If your language lets you build a neverending loop/datastructure/etgc, then you cannot prove halting for all the programs that can be made by the language.

Since such languages exist, then by extension, it applies to computers.

I wonder if tighter guarantees can be given if tools can work with constructs like D's contracts. These are extra sections in each function that are intended to check invariants. If these invariants change, then they were either broken and needed fixing or the function had a semantic change.
That's an interesting idea. It seems like it would be a way for tools to flag "this function is likely to have changed in an interesting way", but changing invariants doesn't necessarily mean the function breaks semver.

For one, an invariant might be changed syntactically, without actually changing what it is asserting, reducing to exactly my example above: in its simplest form, the contract could go from in(true) to in(halts("...")).

Secondly, an contract could have been made more permissive, e.g. in(x > 1) becoming in(x > 0), or out(y > 0) becoming out(y > 1).
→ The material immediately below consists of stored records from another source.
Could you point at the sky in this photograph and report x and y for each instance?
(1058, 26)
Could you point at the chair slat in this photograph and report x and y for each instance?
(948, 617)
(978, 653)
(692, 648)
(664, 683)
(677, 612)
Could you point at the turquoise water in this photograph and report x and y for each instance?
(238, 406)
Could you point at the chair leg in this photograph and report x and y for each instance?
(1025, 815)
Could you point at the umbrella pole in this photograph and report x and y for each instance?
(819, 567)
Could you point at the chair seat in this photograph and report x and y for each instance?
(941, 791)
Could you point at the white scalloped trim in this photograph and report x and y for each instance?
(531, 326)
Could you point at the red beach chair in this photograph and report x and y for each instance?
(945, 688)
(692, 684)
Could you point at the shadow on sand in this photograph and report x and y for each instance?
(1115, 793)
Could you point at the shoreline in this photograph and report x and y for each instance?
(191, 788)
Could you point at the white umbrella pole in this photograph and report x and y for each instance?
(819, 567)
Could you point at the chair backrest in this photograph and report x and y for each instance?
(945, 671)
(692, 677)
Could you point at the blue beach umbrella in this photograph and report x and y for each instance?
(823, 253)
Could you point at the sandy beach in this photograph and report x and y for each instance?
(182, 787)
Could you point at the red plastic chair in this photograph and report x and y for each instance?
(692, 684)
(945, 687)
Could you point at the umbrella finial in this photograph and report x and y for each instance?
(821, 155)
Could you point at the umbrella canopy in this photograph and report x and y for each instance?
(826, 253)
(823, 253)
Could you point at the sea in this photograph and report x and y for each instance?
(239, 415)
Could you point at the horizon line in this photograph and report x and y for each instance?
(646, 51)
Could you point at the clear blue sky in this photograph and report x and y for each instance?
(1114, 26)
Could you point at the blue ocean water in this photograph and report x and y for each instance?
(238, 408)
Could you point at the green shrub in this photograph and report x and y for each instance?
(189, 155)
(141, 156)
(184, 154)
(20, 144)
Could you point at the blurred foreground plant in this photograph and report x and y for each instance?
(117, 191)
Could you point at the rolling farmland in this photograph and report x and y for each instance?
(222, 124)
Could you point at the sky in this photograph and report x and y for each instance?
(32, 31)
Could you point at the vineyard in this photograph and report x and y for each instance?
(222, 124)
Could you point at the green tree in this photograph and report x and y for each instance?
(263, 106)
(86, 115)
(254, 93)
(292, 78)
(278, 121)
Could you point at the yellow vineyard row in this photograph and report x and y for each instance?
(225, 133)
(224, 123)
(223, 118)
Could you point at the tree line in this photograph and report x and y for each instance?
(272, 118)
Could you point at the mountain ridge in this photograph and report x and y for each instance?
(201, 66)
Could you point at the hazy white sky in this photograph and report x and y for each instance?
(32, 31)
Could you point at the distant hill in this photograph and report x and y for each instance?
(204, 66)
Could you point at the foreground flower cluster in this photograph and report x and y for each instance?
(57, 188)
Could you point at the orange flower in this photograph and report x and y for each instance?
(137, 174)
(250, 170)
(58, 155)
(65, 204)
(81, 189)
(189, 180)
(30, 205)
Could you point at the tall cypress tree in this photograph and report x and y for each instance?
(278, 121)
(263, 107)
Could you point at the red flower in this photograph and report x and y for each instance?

Assuming violating a contract is regarded as a programming error (as in, it isn't considered breaking to go from failing an assertion to not failing), these are also non-breaking changes.

Lastly, changing behaviour doesn't necessarily mean changing invariants/contracts.

There can still be a semantic change, even if conditions are unchanged and valid.
D contracts are arbitrary code snippets. So they're Turing-complete, therefore it's still uncomputable.
The halting problem doesn't matter if your API is required to define timeouts / time guarantees. Thus if a#1.0() returns "hello" after 100ms and a#1.1() returns "hello" after 20s, even though they return the same result, they are deemed functionally different. This follows real-world expectations where performance which suddenly slows to the point of unusability is considered breakage, even if the same result is returned in the end.
Replace it with any other nonsense.

In practice your time guarantee isn't going to let you produce a sound and complete static analysis that proves the equivalence of two arbitrary (modulo termination guarantees) functions.

In the real world all programs have a timeout set to the time to the heat death of the universe. This hasn't helped us make sound and complete static analysis.

I think that's essentially the same point as LBA in a sibling comment. The same intractability-in-practice applies to it: even if your timeout is 10 milliseconds, that's still (tens of) millions of operations on most modern CPUs and order of a gigabit written to/read from memory, which is a huge state space.
I think it's more like a lower bound on difficulty. In other words, halting is one of many guarantees that would need to be checked to ensure that an API didn't break, and it is impossible to check, so it cannot be done, irrelevant of the difficulty of the other problems (like timeouts or whatever).
I don't think you understood my comment - you don't need to check for halting if all methods in the API have timeout guarantees. Halting is only a problem if runtime is uncertain. If runtime is certain (again, because of promised performance figures) then it is entirely possible to verify whether an API has been broken or not.
Thanks for that pedantic insight, doc.

It's patently obvious that API compatibility is a computable problem. You are just checking if API1 is a subset of API2.

Even if foo() never returns, the Application Programming Interface is unchanged if the function signature is the same.

Is it just pedantry? Even in the strongliest of practical strongly typed languages, two functions with the same signatures might fail to return on some inputs in the new version that it didn't in the old.

That's a practical distinction I care about that can't be computed.

If you're narrowly interpreting an API to mean just the function signature, then sure, if your type system is appropriately restricted then it is computable (although many type systems are Turing complete, meaning this won't be computable in all cases, for the same reasons). This is, in fact, something my comment explicitly called out.

Having signature compatibility is an important prerequisite, but I think it's possible worse to have code that compiles but does the wrong thing than to have code that doesn't compile (at least it's obvious to the developer that something needs to be fixed, in the latter case).